Ontario to lock down Dec. 26; construction industry allowed to remain open
Health & Safety
All of Ontario will go into lockdown on Boxing Day as the province tries to bring soaring COVID-19 cases under control.
The lockdown will remain in place for southern Ontario until Jan. 23, but will lift for northern Ontario on Jan. 9.
Premier Doug Ford said the virus is spreading rapidly from areas with a high number of cases to areas with fewer cases, and the province needs to preserve capacity in its health-care system.
“This difficult action is without a doubt necessary to save lives and prevent our hospitals from being overwhelmed in the coming weeks,” he said.
“Make no mistake, thousands of lives are at stake right now.”
The lockdown means schools across the province will move to online learning from Jan. 4 to Jan. 8, after which students will return to in-person learning depending on their location and grade level. Child-care centres across the province will remain open during the lockdown.
The measures also mean all non-essential businesses must close, and essential businesses that remain open will have strict capacity limits in place. Construction sites, as well as “services that support construction activities” will be permitted to remain open.
The lockdown also means Ontarians are advised to stay home “to the fullest extent possible.”
The announcement of the sweeping lockdown came hours after new projections indicated that Ontario’s ability to control the spread of COVID-19 was “precarious.”
The data by the province’s health advisors concluded that tough lockdowns lasting a month or more could cut the number of daily cases to less than 1,000.
Ontario reported 2,123 new cases of COVID-19 on Monday and 17 more deaths related to the virus.
Dr. Adalsteinn Brown, co-chair of the province’s COVID-19 science advisory table, said anything less than a four-week lockdown will not work, based on the experience of other jurisdictions.
“Hard lockdown, a very stringent lockdown, with very strong communication, of four to six weeks can reduce case numbers in Ontario,” he said. “The duration of lockdown is very important.”

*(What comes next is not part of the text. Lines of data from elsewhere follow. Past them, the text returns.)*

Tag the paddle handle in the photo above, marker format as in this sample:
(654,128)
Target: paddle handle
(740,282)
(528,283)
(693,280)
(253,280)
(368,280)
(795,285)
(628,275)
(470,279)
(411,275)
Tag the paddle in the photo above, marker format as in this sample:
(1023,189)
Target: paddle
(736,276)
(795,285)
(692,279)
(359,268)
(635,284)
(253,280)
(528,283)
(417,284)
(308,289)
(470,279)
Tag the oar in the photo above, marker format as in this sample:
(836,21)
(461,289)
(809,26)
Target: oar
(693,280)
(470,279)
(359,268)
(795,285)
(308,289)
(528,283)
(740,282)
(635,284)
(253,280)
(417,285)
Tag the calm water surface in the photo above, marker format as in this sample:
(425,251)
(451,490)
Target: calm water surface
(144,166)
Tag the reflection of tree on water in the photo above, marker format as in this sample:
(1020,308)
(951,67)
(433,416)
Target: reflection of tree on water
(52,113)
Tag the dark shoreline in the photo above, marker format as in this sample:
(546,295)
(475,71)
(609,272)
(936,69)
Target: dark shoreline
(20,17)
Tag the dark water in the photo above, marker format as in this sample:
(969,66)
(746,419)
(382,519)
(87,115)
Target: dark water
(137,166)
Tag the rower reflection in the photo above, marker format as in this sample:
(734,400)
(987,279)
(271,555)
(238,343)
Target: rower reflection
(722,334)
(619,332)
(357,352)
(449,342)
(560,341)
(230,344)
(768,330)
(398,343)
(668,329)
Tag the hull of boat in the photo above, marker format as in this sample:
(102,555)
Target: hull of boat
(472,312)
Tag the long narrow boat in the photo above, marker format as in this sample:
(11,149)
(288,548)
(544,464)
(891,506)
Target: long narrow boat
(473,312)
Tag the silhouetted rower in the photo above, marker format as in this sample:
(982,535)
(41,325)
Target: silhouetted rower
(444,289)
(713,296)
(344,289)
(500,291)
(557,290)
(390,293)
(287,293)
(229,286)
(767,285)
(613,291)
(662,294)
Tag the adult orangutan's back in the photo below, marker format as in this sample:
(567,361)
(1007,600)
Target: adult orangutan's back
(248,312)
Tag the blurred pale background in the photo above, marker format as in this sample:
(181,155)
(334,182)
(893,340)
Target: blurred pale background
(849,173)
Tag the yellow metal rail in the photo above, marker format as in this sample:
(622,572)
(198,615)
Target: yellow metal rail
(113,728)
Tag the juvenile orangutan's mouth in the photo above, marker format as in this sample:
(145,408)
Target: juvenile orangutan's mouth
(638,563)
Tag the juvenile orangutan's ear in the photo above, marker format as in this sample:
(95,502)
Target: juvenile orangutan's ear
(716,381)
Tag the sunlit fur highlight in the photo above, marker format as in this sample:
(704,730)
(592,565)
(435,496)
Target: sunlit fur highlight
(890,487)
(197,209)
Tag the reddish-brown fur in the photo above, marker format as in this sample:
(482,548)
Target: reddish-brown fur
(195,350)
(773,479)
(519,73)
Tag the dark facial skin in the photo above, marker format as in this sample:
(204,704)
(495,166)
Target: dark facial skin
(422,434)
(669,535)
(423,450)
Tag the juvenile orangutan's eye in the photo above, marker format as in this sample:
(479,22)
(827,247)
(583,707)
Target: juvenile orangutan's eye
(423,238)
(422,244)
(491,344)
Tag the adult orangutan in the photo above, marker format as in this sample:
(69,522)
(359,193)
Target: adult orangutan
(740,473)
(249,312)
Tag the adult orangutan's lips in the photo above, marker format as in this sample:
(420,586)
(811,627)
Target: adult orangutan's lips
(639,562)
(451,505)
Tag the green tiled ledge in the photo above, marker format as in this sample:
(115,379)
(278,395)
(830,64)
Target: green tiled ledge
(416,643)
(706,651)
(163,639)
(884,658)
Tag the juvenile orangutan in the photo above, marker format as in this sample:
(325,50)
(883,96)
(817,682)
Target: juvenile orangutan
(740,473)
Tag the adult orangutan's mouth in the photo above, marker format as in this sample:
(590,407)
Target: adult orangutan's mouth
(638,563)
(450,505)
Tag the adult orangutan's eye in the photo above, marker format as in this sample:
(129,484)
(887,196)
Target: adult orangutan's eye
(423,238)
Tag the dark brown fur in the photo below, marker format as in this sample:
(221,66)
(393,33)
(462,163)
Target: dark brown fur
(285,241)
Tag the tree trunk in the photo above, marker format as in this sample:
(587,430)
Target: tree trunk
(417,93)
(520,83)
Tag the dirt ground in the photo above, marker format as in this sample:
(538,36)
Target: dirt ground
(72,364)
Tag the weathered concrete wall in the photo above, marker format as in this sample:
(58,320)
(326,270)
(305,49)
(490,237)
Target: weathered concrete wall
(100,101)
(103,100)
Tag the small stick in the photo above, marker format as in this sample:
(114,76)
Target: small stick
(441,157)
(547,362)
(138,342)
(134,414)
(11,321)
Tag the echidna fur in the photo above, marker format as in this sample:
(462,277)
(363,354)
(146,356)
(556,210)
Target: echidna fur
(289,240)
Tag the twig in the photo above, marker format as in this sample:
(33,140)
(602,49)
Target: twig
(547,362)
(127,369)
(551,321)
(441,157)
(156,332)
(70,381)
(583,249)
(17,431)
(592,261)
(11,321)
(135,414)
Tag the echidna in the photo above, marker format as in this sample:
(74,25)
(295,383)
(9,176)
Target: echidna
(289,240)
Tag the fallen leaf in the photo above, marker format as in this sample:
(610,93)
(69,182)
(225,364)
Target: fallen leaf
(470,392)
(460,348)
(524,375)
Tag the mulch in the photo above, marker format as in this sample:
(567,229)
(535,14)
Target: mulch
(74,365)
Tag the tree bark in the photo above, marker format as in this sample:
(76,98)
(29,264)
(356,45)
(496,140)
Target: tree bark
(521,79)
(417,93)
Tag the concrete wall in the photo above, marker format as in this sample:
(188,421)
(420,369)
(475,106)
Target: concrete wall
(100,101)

Brown said that if Ontario’s COVID-19 case rate continues to grow between one to three per cent, the province will have 3,000 to 5,000 daily cases by the end of January.
If the province sees “substantial growth” of seven per cent, Ontario will have 30,000 daily cases.
The new projections show that under all scenarios the province will see 300 intensive care unit beds filled within 10 days — double the 150-bed threshold where surgeries must be cancelled.
Under a worst-case-scenario, ICU occupancy could hit 1,500 beds by mid-January.
The data also shows that deaths due to COVID-19 will continue to increase, especially in long-term care where there have been 633 resident deaths since Sept. 1, and 100 over the past week.